PagerDuty’s (NYSE: PD) bottom line and topline results for the second quarter of fiscal 2020 surpassed the market’s views. However, PagerDuty stock, which ended down 3.79% at $36.60 when the market closed today, dropped about 7% in the extended trading session as the company provided mixed outlook for the third quarter of 2020.
For the second quarter ending July 2019, PagerDuty reported non-GAAP net loss per share of $0.07 compared to a loss of $0.18 per share in the second quarter of fiscal 2019. Revenue jumped 45% to $40.4 million. Analysts had predicted the company to post a loss of 10 cents per share on revenue of $39.12 million.
On a GAAP basis, net loss was $12.6 million or $0.17 per share compared to a loss of $12.6 million or $0.59 in the second quarter of fiscal 2019.
For the third quarter of fiscal 2020, PagerDuty expects revenue to grow 33-36% year-over-year to a range of $41.5 million to $42.5 million. Non-GAAP net loss per share is expected to be in the range of $0.09 – $0.10 compared to the market’s expectations of 8 cents loss per share.

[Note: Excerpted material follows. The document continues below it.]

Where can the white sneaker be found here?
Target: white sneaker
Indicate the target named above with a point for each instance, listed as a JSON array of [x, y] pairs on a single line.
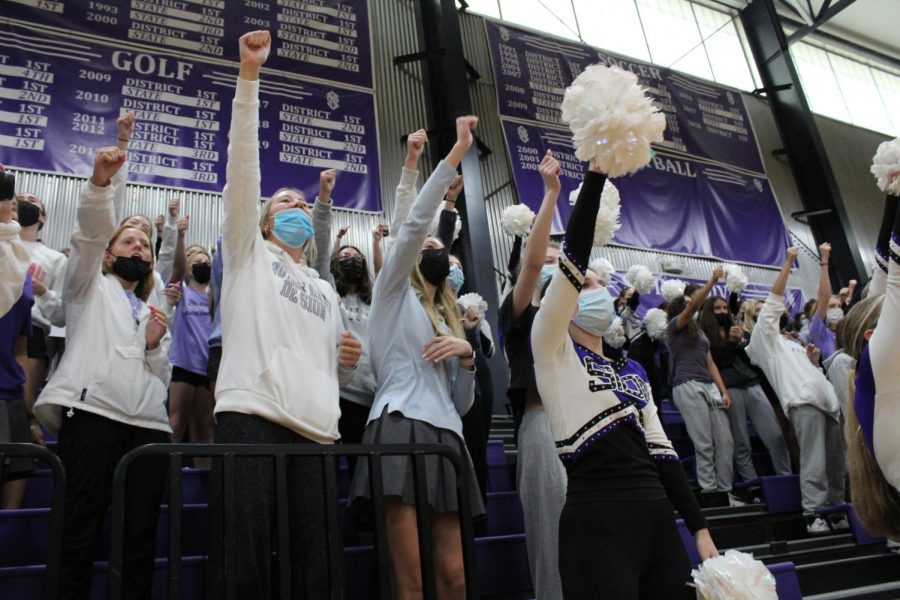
[[840, 523], [818, 526]]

The San Francisco-based firm lifted its outlook for fiscal 2020. The company now expects revenue to be in the range of $162 million to $164 million, representing a growth rate of 37-39% versus the previous estimate of $161 million to $163 million. Non-GAAP net loss per share is pegged to be $0.36 – $0.37 compared to the previous loss per share outlook of $0.37 – $0.38.
PagerDuty, which went public in April this year, had over 12,000 customers as of July 31, 2019. New and expansion customers include Marks and Spencer, Vanguard, WooliesX (Woolworths), Stripe, IHS Markit, Monzo, DoorDash, and Clover Health.
PagerDuty stock, which hit a new high of $59.82 on June 17, had dropped 23% in the last three months.